Investment manager, Richard Harris offers in a report, Time to create new Chinese-Hong Kong dollar, an interesting possibility.

“The HK dollar itself is a dead unit having been pegged first to the pound and later to the US dollar, with the current rate fixed in 1983. The prevailing view about depegging is that it would be too dangerous. The unit only floated for a relatively short period from 1974-1983 and, I recall, without much confidence in its success.

The obvious answer is to combine the dead HK dollar with the embryonic CNH. This would be a completely independent, floating currency. The CNY would be used for current account transactions such as exports and imports, whilst the new “Chinese Dollar” (HKD/CNH combined) would cater for capital account financial transactions.”

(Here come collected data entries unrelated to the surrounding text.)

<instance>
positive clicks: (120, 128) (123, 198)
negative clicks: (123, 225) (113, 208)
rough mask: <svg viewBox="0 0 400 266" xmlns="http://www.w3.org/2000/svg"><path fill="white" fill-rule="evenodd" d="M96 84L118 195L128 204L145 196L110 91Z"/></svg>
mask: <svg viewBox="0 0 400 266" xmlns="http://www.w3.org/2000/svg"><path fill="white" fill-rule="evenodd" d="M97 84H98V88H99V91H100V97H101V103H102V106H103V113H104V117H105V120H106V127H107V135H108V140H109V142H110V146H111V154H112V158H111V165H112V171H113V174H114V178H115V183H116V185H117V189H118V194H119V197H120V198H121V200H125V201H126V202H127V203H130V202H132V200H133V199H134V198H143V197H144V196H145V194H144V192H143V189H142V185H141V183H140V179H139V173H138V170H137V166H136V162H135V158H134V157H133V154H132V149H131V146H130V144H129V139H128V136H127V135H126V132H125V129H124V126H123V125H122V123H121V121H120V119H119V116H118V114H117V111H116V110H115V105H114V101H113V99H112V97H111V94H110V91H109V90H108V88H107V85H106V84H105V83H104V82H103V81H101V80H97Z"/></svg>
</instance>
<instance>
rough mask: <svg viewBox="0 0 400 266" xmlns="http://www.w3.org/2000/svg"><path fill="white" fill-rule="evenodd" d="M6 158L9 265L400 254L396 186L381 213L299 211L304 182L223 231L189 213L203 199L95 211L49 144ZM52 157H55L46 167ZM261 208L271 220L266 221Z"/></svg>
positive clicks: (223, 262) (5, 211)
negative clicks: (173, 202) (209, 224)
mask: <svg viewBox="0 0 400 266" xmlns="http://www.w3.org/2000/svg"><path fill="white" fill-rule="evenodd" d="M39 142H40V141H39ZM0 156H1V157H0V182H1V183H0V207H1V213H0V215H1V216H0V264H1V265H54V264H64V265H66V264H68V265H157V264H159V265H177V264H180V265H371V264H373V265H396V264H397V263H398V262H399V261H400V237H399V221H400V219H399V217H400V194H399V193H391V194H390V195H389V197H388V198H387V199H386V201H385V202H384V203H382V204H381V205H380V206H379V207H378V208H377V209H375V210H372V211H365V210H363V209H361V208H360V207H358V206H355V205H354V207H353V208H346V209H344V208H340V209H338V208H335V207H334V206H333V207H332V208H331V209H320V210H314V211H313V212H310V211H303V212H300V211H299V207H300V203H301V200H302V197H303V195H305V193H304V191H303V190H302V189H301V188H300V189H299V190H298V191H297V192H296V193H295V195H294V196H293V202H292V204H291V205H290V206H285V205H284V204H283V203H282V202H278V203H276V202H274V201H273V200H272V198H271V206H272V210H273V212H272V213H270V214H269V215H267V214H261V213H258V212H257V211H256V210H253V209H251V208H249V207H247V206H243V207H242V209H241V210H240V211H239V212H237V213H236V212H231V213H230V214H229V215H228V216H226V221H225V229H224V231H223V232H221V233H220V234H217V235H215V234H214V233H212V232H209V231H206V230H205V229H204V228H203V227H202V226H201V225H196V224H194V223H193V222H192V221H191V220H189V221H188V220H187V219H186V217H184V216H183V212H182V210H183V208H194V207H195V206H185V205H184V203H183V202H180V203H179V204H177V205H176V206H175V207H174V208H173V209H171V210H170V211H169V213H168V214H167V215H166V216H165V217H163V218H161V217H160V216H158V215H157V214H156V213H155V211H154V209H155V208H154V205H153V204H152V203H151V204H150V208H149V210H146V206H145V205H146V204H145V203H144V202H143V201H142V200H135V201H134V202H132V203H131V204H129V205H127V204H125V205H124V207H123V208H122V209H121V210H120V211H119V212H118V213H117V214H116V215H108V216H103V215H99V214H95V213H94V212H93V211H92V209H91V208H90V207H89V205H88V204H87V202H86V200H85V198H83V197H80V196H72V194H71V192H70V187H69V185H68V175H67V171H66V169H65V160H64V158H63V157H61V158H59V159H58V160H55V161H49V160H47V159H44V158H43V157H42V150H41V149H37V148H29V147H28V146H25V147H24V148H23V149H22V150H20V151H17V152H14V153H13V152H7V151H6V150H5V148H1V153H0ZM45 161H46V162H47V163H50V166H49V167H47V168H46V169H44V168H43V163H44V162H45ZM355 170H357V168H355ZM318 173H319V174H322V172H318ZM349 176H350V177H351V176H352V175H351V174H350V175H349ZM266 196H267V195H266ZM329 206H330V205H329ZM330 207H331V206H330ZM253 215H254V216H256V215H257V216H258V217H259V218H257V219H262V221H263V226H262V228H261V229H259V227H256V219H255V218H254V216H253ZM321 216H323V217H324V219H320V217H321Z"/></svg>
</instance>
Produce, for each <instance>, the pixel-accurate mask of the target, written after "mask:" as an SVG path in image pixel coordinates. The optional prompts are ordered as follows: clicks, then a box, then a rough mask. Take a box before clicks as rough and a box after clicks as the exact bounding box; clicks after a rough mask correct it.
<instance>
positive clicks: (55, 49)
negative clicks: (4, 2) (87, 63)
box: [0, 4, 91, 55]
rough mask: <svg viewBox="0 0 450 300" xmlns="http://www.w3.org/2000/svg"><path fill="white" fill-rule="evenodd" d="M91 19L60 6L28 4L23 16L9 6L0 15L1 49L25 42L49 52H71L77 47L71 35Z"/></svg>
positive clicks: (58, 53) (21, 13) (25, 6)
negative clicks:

Keeping paper money in place as the international medium of exchange is fundamental to the New World Order. While China may never implement an actual redemption of gold for their renminbi, there is a real possibility that some gold weighted backing for Chinese paper instruments could be introduced.

The U.S. Dollar maintains illusionary worth, only because the central bankers are all in with their dollar dominated derivatives. Moreover, the Chinese are very much dependent upon their exports to keep their economy going. Settlement in Federal Reserve notes is crucial for the American system to keep buying from overseas.

Just the mere threat of payment in the renminbi for all the Chinese goods that Walmart imports     could be devastating. Allowing for a gradual transition into a semi-reserve renminbi status keeps the Bankster’s game going.

The prudent analysis suggests that the NWO created China’s emergence into an economic power through off-shoring domestic industries in their subject countries. Nonetheless, the international cabal is not about to starve their interest paying indebted nations by letting the Chinese accumulate even greater cash reserves.

Expect a downturn in China’s prospects, as soon as any ascendency for their currency begins gaining a reserve acceptance.